Re: Level 2 imputation: MISSINGFULL error

Post by ChrisCharlton » Tue Sep 12, 2017 4:00 pm

Would it be possible to provide some more information regarding your model specification? In particular could you provide a screenshot of the equation displayed by Realcom as this should provide us with additional details? If you were able to provide any example data with the steps that cause the error then we can also attempt to replicate it.

RitaPickett
Posts: 5
Joined: Sat Nov 18, 2017 5:35 am

Re: Level 2 imputation: MISSINGFULL error

Post by RitaPickett » Mon Nov 20, 2017 6:30 am

MISSING FULL error comes more frequently with imputation models.
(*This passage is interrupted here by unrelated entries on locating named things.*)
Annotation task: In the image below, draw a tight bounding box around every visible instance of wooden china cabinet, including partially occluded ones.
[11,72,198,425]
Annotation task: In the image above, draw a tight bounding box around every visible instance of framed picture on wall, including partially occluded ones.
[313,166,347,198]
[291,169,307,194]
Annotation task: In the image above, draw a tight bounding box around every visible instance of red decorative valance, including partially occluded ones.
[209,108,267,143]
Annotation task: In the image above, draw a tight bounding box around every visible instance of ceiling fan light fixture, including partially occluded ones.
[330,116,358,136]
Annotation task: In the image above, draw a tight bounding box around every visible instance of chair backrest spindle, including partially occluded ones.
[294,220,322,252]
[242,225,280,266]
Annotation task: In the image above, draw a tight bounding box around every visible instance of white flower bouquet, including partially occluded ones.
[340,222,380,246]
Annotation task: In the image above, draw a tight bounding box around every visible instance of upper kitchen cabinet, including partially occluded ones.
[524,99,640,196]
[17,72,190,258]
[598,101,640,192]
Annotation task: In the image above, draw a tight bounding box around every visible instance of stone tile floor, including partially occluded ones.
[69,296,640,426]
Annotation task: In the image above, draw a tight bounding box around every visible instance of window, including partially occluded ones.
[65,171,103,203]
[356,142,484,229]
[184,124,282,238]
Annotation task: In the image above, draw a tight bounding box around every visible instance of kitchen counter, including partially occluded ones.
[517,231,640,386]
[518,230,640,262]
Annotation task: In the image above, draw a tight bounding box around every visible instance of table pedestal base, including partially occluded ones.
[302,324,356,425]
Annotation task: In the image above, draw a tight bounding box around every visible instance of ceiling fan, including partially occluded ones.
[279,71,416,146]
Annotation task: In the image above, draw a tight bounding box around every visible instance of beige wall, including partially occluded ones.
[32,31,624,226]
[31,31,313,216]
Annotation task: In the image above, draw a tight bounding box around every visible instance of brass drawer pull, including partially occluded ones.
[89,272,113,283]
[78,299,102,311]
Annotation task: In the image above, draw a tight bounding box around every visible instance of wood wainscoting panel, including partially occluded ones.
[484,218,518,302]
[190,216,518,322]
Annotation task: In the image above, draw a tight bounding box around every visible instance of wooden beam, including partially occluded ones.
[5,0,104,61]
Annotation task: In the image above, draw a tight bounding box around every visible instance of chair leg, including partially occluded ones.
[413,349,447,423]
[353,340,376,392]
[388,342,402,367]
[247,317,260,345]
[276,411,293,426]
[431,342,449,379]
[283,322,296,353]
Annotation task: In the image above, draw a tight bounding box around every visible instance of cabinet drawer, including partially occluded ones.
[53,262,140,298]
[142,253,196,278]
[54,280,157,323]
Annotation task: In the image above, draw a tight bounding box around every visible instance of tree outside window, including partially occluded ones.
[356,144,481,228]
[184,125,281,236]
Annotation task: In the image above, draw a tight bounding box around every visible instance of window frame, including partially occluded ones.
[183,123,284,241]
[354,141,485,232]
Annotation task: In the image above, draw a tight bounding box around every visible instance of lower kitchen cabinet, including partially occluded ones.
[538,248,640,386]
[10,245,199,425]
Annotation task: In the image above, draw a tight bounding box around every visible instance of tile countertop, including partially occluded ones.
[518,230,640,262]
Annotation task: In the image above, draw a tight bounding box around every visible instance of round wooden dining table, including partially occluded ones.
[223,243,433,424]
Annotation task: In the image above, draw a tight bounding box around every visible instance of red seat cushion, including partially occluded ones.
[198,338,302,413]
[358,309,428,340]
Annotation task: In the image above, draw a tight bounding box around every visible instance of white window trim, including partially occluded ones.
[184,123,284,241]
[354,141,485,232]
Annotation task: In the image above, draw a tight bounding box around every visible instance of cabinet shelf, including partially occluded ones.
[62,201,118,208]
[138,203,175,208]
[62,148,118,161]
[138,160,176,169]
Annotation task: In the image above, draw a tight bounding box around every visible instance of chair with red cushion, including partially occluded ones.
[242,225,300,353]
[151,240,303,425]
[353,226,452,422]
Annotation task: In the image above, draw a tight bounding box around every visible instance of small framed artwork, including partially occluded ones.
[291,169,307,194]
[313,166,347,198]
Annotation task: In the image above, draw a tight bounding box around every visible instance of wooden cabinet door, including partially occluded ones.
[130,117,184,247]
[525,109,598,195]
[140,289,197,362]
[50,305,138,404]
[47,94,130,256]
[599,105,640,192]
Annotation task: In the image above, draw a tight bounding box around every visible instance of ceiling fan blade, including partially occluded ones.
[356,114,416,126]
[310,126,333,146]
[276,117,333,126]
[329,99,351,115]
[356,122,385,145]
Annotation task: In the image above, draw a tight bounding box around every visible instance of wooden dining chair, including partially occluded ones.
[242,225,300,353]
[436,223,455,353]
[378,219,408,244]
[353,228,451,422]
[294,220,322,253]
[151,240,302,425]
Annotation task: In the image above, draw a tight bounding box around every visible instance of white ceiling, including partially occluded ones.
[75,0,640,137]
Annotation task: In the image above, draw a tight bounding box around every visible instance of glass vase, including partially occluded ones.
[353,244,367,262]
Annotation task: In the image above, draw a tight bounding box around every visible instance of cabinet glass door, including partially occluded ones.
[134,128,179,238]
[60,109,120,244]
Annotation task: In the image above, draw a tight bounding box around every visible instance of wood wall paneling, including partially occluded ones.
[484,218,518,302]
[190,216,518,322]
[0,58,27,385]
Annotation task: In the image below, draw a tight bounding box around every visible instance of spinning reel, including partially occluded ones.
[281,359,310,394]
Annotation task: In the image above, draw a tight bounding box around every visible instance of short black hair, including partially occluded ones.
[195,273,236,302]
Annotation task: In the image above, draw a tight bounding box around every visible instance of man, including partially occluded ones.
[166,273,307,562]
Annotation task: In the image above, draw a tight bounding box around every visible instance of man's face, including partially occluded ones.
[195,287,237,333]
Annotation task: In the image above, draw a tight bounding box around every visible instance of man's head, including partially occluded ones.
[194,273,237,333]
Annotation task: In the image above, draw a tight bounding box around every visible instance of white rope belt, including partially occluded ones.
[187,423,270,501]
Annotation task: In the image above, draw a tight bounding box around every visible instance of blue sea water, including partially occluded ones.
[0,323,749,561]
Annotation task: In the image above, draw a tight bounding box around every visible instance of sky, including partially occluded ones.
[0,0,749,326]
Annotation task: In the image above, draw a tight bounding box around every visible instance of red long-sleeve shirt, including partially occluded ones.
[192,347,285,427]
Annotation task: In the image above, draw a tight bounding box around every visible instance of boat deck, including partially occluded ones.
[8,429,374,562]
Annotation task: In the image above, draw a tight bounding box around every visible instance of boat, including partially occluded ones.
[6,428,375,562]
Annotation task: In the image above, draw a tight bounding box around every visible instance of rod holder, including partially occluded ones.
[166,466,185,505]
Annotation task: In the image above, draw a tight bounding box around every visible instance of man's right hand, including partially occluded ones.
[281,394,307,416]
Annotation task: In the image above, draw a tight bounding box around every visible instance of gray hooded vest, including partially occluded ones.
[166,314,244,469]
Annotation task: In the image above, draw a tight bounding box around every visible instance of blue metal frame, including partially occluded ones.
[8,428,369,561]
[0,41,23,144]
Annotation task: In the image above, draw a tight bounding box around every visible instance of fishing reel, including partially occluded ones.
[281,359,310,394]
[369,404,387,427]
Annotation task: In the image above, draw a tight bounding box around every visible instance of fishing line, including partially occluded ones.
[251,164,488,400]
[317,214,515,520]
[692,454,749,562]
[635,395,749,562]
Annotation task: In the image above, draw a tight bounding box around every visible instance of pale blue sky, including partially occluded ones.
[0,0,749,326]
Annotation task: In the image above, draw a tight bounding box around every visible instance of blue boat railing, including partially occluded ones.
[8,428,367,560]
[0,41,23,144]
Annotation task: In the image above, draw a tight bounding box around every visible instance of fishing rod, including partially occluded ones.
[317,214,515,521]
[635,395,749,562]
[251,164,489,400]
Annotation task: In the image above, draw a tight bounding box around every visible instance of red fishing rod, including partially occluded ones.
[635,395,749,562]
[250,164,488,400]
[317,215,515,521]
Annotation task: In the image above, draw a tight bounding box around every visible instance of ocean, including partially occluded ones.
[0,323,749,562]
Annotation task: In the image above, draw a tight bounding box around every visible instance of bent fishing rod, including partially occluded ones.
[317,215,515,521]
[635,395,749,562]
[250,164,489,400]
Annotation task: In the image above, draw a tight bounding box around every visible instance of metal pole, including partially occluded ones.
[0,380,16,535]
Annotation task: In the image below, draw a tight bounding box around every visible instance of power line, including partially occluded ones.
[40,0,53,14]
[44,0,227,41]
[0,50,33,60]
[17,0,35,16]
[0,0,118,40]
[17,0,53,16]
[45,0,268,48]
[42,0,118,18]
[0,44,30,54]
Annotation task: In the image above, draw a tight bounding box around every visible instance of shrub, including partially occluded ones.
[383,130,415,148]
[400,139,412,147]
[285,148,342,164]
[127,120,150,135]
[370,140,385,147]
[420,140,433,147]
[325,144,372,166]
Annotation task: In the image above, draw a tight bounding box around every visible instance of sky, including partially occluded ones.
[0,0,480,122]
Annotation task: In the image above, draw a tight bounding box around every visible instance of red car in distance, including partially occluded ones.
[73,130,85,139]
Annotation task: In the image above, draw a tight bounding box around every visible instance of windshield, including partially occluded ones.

As chris told it would be easier if you had provided with a screen shot. If so we could encounter error and replace it earlier. Use Multiple Imputation. Multiple Imputation fills in estimates for the missing data. But to capture the uncertainty in those estimates, MI estimates the values multiple times. Because it uses an imputation method with error built in, the multiple estimates should be similar, but not identical. Otherwise you can analyze the full, incomplete data set using maximum likelihood estimation. This method does not impute any data, but rather uses each cases available data to compute maximum likelihood estimates.

gilleecl
Posts: 24
Joined: Fri Dec 17, 2010 11:24 am

Re: Level 2 imputation: MISSINGFULL error

Post by gilleecl » Tue Nov 21, 2017 9:10 am

thanks, I had found a work around at the time but once I get back to this project, i'll certainly provide a screenshot if I can replicate the error. thanks for your help.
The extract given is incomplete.